Congress youth leader roots for global arms trade control

Kathmandu, October 22:

Constituent Assembly member Gagan Thapa has stressed the need to implement the Arms Trade Treaty (ATT) to control arms and ammunition in the world.

“As a parliamentarian of one of the developing countries, I am in favour of this treaty. More than 2,000 lawmakers from 124 countries have signed it,” he said at a ceremony held to hand over the ATT Declaration at the United Nations building in New York on Monday.

He said the treaty should be implemented at the earliest.

Safeguards should be put in place to make sure that rights are not violated under any pretext, he said. “Once the treaty is signed, I will press Nepal’s parliament to make laws in line with the treaty.”

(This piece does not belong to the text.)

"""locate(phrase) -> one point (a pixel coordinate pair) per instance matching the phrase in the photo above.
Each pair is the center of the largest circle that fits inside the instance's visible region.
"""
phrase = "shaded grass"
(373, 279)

The arms trade treaty declaration is a arms control campaign, run jointly by the Amnesty International, the International Action Network on Small Arms and the Oxfam International, said the statement, adding that more than 60 Nepali parliamentarians have signed the treaty, demanding its immediate implementation.

The declaration calls for the early implementation of ATT to help save lives and prevent grave human rights abuse and the ongoing destruction of livelihoods in the world.

According to the statement, parliamentarians Gagan Thapa, Ibrahim Toure from Mali and Ana Theresia Hontiveros-Baraquel from the Philippines handed over the signed declaration to the Chair of the United Nations General Assembly’s Disarmament and International Security Committee (1st Committee), Ambassador of Honduras Marco Antonio Suazo Fernández at a meeting at the UN headquarters in New York on Monday.

It said the UN is scheduled to hold a crucial vote later this month on whether to take forward plans to draft a treaty that will control global arms trade.

“We (parliamentarians) represent hundreds of thousands of people. We know millions of people around the world would stand against the arms trade,” Thapa said.

He further said that all the countries should take urgent action to control arms trade.